Kicking off the event was Barb Pellow, group director at InfoTrends, who discussed the rising importance of using data-driven marketing and highly personalized direct mail to increase response rates. She showed examples of effective personalized mail pieces, such as a mailing from a restaurant that included a personalized map with directions from the recipient’s house. Cross-media marketing services, she said, are critical for in-plants to start offering to enhance their relevance.
Repeating that message was Aaron Hale, of Canon Solutions America, who demonstrated a new centralized Web-based suite of tools and resources called the Performance Resource Center created specifically for in-plant managers. It features a Cross-Media Suite that enables in-plants to get in the game with a pay-as-you-go and wizard-driven cross-media production tool that does not require expensive software or extended learning requirements.
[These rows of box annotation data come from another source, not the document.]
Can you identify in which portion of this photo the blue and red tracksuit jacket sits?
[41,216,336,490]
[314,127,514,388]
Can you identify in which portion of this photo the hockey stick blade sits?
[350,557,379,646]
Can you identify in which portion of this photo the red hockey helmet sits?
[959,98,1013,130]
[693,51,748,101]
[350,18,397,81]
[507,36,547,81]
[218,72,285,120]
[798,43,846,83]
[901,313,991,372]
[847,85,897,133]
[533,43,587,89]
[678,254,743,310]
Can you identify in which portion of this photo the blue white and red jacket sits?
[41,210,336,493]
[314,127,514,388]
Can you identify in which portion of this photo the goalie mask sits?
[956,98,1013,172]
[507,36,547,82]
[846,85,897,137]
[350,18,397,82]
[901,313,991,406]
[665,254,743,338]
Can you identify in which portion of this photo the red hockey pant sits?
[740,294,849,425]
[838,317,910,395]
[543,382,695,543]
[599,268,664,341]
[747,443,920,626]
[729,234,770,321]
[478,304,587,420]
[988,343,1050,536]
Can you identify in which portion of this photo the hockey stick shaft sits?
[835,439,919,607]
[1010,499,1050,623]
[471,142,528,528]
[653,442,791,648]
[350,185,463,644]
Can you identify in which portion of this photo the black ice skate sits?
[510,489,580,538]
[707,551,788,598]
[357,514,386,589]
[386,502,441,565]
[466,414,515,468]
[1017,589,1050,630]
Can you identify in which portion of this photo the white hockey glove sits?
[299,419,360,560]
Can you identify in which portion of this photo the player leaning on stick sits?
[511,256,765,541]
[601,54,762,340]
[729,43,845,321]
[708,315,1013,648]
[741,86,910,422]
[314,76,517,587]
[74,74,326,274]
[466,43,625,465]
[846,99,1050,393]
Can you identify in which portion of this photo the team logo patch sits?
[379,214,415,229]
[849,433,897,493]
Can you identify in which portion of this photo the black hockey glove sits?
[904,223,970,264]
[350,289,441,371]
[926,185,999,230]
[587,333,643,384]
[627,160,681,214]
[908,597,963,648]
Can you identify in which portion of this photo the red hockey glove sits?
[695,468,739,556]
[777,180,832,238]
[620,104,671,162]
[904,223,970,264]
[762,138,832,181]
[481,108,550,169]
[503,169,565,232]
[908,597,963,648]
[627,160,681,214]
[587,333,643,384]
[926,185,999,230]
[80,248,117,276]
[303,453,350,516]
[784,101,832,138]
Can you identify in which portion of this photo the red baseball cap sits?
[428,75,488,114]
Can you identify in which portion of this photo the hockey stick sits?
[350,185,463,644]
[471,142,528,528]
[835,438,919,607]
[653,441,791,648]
Hale took the audience through the seven simple steps required to launch an email campaign, then showed off other in-plant tools like a justification calculator, an open house kit and the Performance Challenge.
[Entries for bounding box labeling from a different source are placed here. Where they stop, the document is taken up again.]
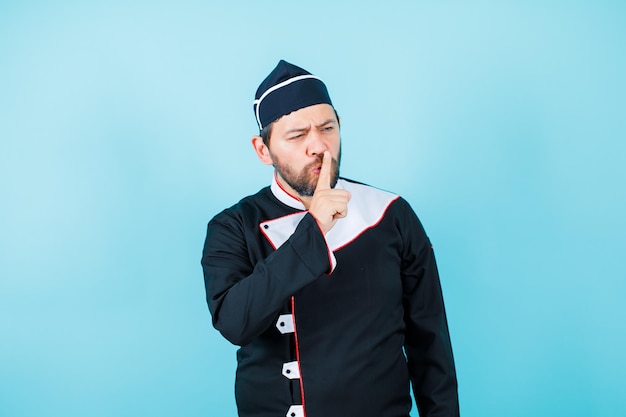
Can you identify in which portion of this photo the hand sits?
[309,151,350,234]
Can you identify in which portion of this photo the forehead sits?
[273,104,336,131]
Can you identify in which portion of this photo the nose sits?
[307,129,328,156]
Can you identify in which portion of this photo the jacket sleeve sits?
[202,214,330,346]
[401,199,459,417]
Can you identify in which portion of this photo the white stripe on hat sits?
[252,74,324,129]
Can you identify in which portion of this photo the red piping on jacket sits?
[291,296,306,417]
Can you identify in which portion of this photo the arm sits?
[202,214,329,346]
[401,200,459,417]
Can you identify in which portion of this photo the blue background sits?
[0,0,626,417]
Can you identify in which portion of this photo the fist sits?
[309,151,350,234]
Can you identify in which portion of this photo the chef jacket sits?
[202,178,459,417]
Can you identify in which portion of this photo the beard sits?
[272,148,341,197]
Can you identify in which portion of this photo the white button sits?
[285,405,304,417]
[276,314,294,334]
[283,362,300,379]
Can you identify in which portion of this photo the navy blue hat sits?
[254,59,333,130]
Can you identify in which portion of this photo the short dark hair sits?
[259,107,341,146]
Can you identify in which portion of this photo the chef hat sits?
[254,59,333,130]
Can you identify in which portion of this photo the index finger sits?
[315,151,332,191]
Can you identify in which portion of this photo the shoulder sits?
[337,178,412,211]
[210,187,272,223]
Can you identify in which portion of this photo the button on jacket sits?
[202,179,459,417]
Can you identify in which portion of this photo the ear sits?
[252,136,274,165]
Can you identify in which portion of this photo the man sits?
[202,61,459,417]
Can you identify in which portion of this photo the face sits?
[253,104,341,198]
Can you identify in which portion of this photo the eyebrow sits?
[284,119,337,136]
[315,119,337,127]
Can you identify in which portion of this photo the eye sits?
[288,133,304,140]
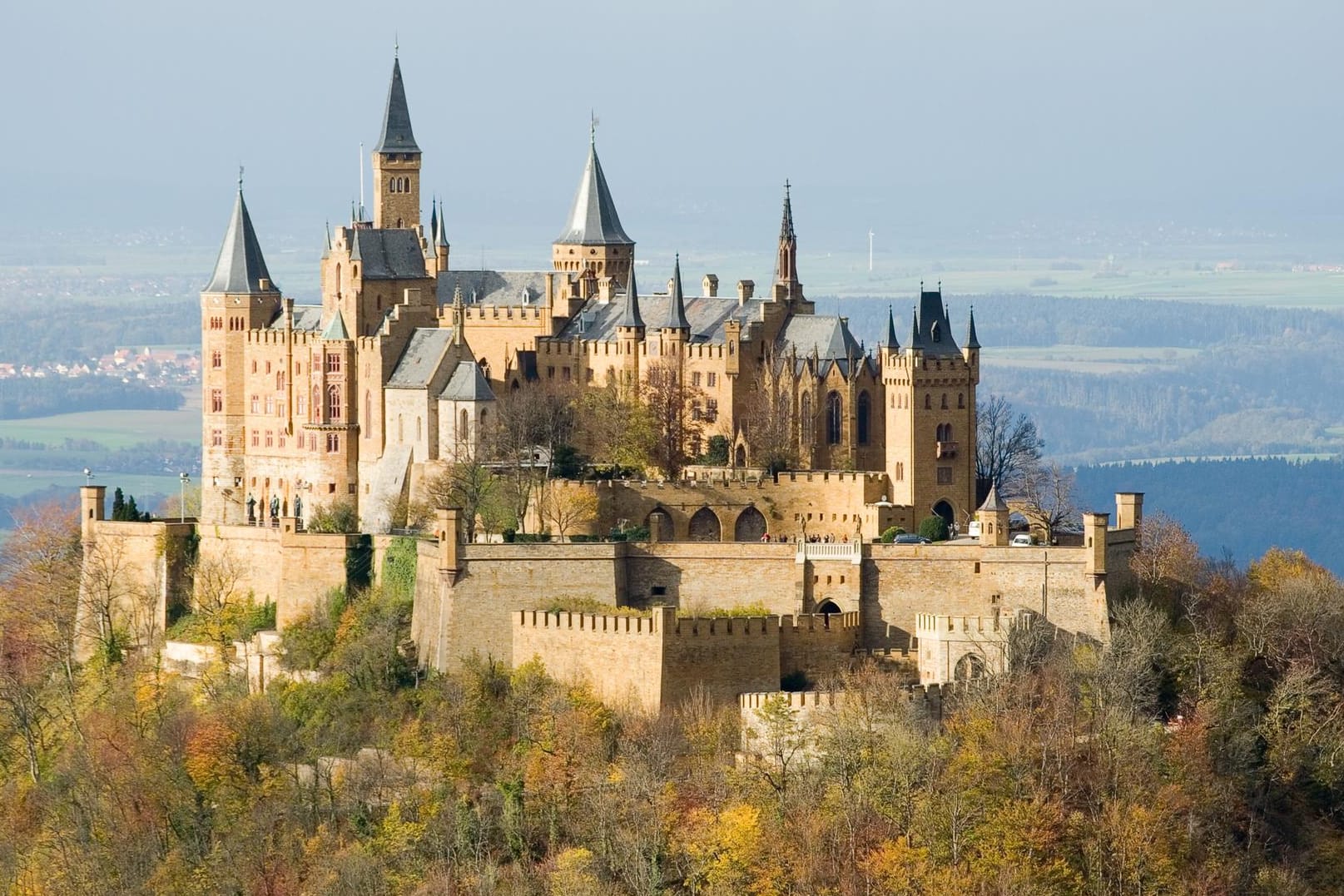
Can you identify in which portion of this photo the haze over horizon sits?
[0,0,1344,262]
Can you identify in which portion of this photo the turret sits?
[374,57,420,228]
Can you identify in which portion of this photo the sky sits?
[0,0,1344,265]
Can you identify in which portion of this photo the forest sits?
[0,507,1344,896]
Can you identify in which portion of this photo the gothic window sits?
[826,392,844,444]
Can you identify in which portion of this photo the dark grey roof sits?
[911,289,961,358]
[966,305,979,348]
[616,274,645,328]
[438,361,494,402]
[555,142,634,245]
[350,227,428,280]
[557,293,766,345]
[387,326,453,389]
[267,305,323,333]
[778,314,863,360]
[374,59,419,153]
[201,188,278,293]
[663,254,691,330]
[435,270,548,305]
[323,309,350,339]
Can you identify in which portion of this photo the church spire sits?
[616,269,644,329]
[374,57,419,153]
[203,182,277,293]
[663,253,691,333]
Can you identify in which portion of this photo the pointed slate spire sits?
[203,185,277,293]
[434,199,448,249]
[555,132,634,245]
[966,305,979,348]
[616,269,644,329]
[374,57,419,153]
[662,253,691,332]
[323,309,350,339]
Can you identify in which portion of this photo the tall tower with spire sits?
[201,182,281,522]
[374,57,420,228]
[551,127,634,285]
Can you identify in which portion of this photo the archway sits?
[951,653,986,681]
[732,507,766,542]
[689,507,723,542]
[644,507,673,542]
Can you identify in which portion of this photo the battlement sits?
[915,612,1007,636]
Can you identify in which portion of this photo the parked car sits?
[891,532,933,544]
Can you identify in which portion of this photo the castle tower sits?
[201,185,281,522]
[616,267,645,398]
[374,57,420,230]
[881,286,979,529]
[551,126,634,285]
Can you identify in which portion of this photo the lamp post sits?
[177,473,191,522]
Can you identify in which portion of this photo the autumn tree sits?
[975,395,1045,500]
[642,359,704,479]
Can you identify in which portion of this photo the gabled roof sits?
[778,314,864,361]
[350,228,428,280]
[374,57,419,153]
[616,274,645,328]
[438,361,494,402]
[323,309,350,339]
[201,186,278,293]
[663,254,691,330]
[555,142,634,245]
[387,326,453,389]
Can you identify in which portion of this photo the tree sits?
[644,359,704,479]
[975,395,1045,500]
[741,352,798,476]
[1008,463,1079,544]
[540,481,598,542]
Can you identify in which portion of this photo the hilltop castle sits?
[81,62,1143,710]
[201,62,979,540]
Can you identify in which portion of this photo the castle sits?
[73,61,1143,710]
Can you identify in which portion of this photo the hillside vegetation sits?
[0,514,1344,896]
On Tuesday morning, scores of in-plant managers got together again to network and listen to presentations during a breakfast meeting sponsored by Xerox. In-plant managers filled nearly every seat in the room to hear Xerox Marketing Manager Allen Lea interview a panel of managers about their efforts to transform themselves from printers into value-add partners. On hand were Cathy Skoglund, of Arizona State University; Abbas Badani, of Pennsylvania State University; Steve Priesman, of Omaha Public Schools; and Tasha Carter of YWCA of Los Angeles.
Each revealed the steps they have taken to transform their operations and shared some of their innovative projects, such as a variable data mailing Priesman sent using XMPie software to 18,000 parents in his district telling them the time and location of their children’s bus stops. Badani detailed the procurement portal he created at Penn State to streamline the print ordering process. Skoglund talked about how she uses the fact that all of the in-plant’s work is produced by ASU students to bring in more business.
Just a few hours later, managers met again for lunch, this time to hear Tom Rohrbach, of Progressive Insurance, discuss his efforts to insource the variable data and creative work that his company is currently outsourcing. In a session sponsored by Rochester Software Associates, Rohrbach shared the seven-step analytical process his in-plant is using to determine whether work can be produced cost-effectively in-house.
He and his team have taken a careful look at the shop’s existing equipment to decide whether it can cost effectively produce the outsourced work. They ask themselves whether new equipment would allow them to produce the work internally at a better cost and with better service. They also analyze and refine their cost model. Rohrbach also stressed the need for in-plants to have “champions” among their customer base to help stress the value they provide.
Many of the in-plant managers who attended these events also gathered for a luncheon on Monday hosted by the In-plant Printing and Mailing Association. Howie Fenton of InfoTrends gave a presentation revealing the results of an ongoing in-plant survey, and then moderated a panel of three in-plant managers who shared innovative practices they use to bring more work into their shops.